The old man still sat at his little camp-table, magnifying glass in hand, and at Dick's low "Hist," he turned a bland, inquiring gaze in his direction. Dick came close to him, and with head half averted so that he could listen for the slightest sound outside, he whispered his story. Not a sound came either from the camp or from his listener till his brief tale was ended.
"They are all in it all rogues together, sir," he whispered in conclusion; "and it's part of a big swindle that people will blame you for."

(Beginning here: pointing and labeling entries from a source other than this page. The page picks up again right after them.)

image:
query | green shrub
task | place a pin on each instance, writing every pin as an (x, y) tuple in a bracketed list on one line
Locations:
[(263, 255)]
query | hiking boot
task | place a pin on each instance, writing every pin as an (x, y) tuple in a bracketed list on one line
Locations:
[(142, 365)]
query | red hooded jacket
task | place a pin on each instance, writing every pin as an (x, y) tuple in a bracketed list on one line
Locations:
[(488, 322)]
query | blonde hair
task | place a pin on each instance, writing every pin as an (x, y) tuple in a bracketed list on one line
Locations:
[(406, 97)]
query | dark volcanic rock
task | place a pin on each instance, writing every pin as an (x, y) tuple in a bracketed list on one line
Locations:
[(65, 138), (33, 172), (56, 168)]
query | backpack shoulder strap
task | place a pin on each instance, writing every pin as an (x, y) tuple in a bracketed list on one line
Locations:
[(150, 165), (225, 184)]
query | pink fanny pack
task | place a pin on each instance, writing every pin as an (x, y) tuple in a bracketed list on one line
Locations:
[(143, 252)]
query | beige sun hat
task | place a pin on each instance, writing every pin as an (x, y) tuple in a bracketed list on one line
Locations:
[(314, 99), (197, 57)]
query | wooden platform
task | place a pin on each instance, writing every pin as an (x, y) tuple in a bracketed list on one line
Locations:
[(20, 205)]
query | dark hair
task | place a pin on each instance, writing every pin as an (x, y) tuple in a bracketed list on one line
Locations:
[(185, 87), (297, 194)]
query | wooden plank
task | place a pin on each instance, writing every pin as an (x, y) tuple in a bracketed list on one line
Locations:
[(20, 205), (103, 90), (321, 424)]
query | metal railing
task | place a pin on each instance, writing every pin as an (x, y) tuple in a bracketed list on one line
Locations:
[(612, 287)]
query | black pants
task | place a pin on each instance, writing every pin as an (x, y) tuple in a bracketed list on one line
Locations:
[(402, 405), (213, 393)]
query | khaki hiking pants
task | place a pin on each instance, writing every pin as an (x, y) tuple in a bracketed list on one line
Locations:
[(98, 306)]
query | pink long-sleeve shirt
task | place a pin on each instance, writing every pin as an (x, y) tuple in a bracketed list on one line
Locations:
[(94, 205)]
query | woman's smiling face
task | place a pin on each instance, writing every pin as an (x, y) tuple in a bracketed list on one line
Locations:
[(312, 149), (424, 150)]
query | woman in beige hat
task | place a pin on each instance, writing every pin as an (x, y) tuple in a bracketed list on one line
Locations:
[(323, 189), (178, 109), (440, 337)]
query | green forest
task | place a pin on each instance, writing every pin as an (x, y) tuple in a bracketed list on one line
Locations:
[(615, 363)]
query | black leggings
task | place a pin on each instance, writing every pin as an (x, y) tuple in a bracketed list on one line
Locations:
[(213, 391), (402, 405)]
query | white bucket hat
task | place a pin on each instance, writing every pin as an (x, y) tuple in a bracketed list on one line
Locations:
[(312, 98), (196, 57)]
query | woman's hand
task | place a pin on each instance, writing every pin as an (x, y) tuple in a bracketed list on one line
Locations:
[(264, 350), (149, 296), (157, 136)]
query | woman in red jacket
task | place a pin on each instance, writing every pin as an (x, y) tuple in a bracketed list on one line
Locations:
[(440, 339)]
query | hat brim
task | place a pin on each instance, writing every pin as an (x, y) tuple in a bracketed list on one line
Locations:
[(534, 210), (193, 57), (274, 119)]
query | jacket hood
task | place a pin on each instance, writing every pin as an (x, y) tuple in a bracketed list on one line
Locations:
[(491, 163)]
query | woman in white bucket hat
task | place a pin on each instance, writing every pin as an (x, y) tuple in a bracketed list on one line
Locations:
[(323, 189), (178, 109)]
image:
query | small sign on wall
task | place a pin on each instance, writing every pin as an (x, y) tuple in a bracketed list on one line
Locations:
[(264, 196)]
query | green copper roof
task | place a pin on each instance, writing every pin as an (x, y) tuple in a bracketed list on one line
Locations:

And for the first time since he began his tale he looked the professor full in the face. He started with amazement as he did so: for now he saw not a benign, smiling old scientist, beaming good nature and affability through his spectacles, but a stern-faced, iron-mouthed man, whose jaw was set with grim inflexibility, and whose eyes seemed actually to blaze with fury. The big veins stood out upon his temples, and the hand that still held the magnifying glass was now clenched in a grip of iron, that trembled, not from weakness, but from the violence of his anger and emotion.
Dick saw the man with new eyes: this was no worn-out old scientist, such as he had deemed him; but a man still strong and vigorous, in spite of his three-score and ten years, a man in whom the hot blood of passion could still work wonders. And the younger man realized that if the strong hand were necessary in this affair, he would by no means need to play it alone.